Every year nearly 500000 people get diagnosed with bladder cancer and nearly 200,000 people die due to the bladder cancer. India has worst survival rate of bladder cancer making it one of the deadliest cancers. Unfortunately, in India there is lack of awareness about the bladder cancer amongst common people as well as medical practitioners hence the diagnosis and investigations for the bladder cancer are not adequate. It has the highest lifetime treatment costs per patient of all cancers and causes huge economical loss in billions of dollars per year. It is 6th most common cancer in India and 6th most cause of cancer related deaths. Fifteen percent of all tobacco-related cancers are bladder cancers. India has second highest number of deaths rate after china, due to bladder cancer (59,041) amongst Asian countries. Delayed diagnosis of bladder cancer, inadequate and incorrect, or sub optimum treatment are the chief factors that cause poor bladder cancer survival in India. Metastatic bladder cancer (cancer spread to other organs) has poor prognosis as only 8% patient survive up to 2 years. This cancer can only be defeated by early detection and early treatment as survival rate is more than 80% if caught early.

It is my sincere request to all the people and all the medical practitioners not to ignore even a single episode of blood in urine, not to ignore microscopic blood in urine on urine test as BLADDER CANCER could be hidden inside. We need to catch it early and destroy it for our life and happiness as well as happiness of our loved ones.

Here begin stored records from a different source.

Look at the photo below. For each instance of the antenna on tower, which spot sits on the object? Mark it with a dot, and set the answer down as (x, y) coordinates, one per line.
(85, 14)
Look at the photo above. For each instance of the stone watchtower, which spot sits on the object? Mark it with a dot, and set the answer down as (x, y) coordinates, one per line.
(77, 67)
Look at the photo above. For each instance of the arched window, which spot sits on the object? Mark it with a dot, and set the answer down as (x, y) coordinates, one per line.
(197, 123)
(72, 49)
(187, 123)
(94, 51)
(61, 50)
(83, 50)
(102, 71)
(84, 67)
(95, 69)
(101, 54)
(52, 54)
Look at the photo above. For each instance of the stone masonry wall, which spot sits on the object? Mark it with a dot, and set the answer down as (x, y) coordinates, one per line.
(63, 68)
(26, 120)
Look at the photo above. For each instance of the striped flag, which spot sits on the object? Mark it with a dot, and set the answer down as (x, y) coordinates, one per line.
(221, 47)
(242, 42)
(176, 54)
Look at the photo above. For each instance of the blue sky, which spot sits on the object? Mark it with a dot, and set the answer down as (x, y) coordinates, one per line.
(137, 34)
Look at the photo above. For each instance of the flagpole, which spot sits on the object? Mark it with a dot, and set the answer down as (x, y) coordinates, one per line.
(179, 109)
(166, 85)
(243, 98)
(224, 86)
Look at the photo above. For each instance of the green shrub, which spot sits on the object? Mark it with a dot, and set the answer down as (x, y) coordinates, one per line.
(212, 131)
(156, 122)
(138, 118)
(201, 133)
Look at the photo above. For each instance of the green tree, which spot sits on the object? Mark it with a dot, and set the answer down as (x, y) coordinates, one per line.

• Do not ignore even a single episode of visible blood in urine at any age. Do not ignore pink, red or rusty/brown coloured urine even on one occasion.

• Do not ignore if your urine on test shows microscopic blood or blood cells

• General practitioners, physicians and all other faculties, please refer any patient with visible or nonvisible blood in urine to the urologist to rule out possibility of bladder cancer.

• Smoking is the main cause for bladder cancer hence stop smoking or give up smoking. It is for your own health and for your loved ones as smoking kills with bladder cancer and kidney cancer too.

• If you have been getting recurrent (multiple) urinary infections, seek urologist opinion as there may be underlying bladder cancer.

• If you have been going to pass urine more often than normal (increased frequency) or you get urgency to pass urine, see your urologist as they may be sign of bladder cancer.

• If you have Bladder cancer in your family, then do not ignore any of above symptoms.

• Sometimes chronic bladder inflammation with bladder stones, urinary catheter also can cause bladder cancer.